Fetullah Gülen'e söz söylemenin, neredeyse imkansız olduğu, söz söyleyenin, hain, hasetçi, marjinal hatta kafir ilan edildiği bir zaman diliminden geçtiğimiz esnada, FETÖ'ye söz söyleyenin kapısına polisin, jandarmanın, iş yerine maliyecinin, SGK Görevlisinin dayandığı yıllarda, sırf imanımızın gereği bir refleks ortaya koyarak, ülkemizin ve milletimizin huzur ve refahını düşündüğümüz ve bu kadrolaşma serüveni ve ılımlılaşma macerasının bizi ABD Uşağı olan bir Millet ya da ülke haline dönüştüreceğini öngördüğümüz için bu harekete karşı durduk.
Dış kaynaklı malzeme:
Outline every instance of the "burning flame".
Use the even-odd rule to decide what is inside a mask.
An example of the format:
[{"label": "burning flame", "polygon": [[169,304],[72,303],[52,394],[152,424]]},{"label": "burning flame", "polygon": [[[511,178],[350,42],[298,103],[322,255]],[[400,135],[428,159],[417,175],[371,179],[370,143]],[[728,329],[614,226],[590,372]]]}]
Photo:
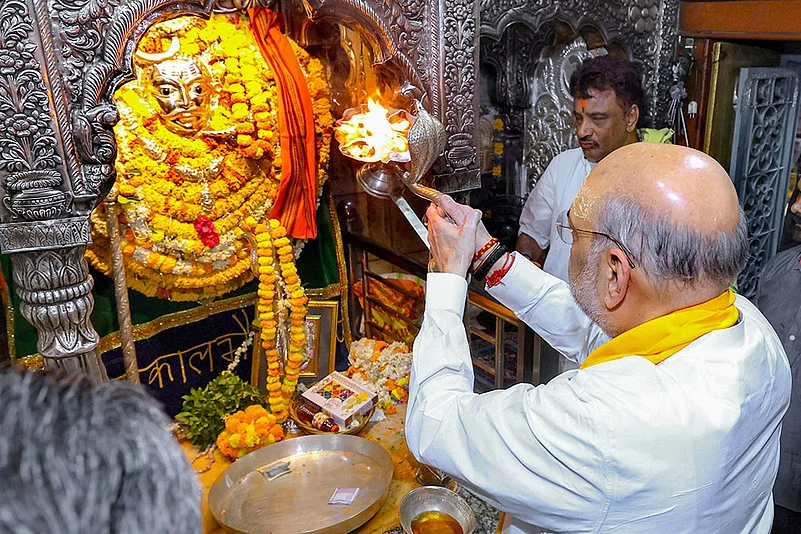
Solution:
[{"label": "burning flame", "polygon": [[406,163],[411,159],[408,139],[411,126],[408,113],[388,110],[370,98],[367,106],[362,104],[345,111],[334,131],[340,152],[349,158],[370,163]]}]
Bu yüzden her fırsatta o günkü adı cemaat olan olgunun kadrolaşması başta olmak üzere yaptığı icraatleri eleştirdik. Sırf inancımızın gereğini yapıyoruz diye, önceleri görmezden gelmeye çalışıldık ama Uşak halkı görmezden gelmeyip sahiplenince de yok edilmeye çalışıldık. Paralelcilerden her türlü yıldırma tehdit ve baskıyı gördük, yine aynı paralelcilerden geri çevrilmesi çok zor teklifleri de duyduk ama ne tehditlere baskılara boyun eğmemize müsaade etti imanımız, ne de onların sunduğu imkanlara tevessül etmeye müsaade etti.  
 
Biz Uşak Haber Merkezi ve Son Nokta Gazetesi olarak, kurulduğumuz günden beri Fetö'nün Hizmet Hareketi adı verilerek, adeta kutsandığı bir ortamda bu herif CIA Ajanı dedik ve kendi çapımızda da olsa doğruları dile getirdik. Ama sanılmasın ki biz gazeteyi kurduktan sonra bu heriflerin yanlışlarını gördük ve dile getirmeye başladık. Biz daha 1997'lerde FETÖ Dinler Arası Diyalog kavramını dillendirir dillendirmez, bunu yapamazsınız bizim dinimiz İslam tek hak dindir. Allah Kuran'da böyle beyan etmiştir dedik. İmanımız bunu demeye bizi mecbur ediyordu çünkü. Çünkü Peygamber Efendimiz (asv) ve Ehli Beyti, hayatları boyunca hakkı ayakta tutma mücadelesi vermişti ve en önemli hak (gerçek) yani ilk söylenmesi ilan edilmesi gereken hakikat Lailaheilllah Muhammedurrasullah Kelimei Tevhidi idi. Yani Allah'ın varlığına ve birliğine Muhammed Mustafa Efendimiz (as)ın ise O'nun sevgilisi ve peygamberi olduğu hakikatini her yere duyurmaktı. Çünkü bizim inancımıza göre bu hakkı kabul etmeyenlerin yani Allah'ın birliğini ve Peygamber efendimizin, Peygamberliğini kabul edip buna inandığını ilan etmeyenlerin cennet gitmeleri mümkün değildi.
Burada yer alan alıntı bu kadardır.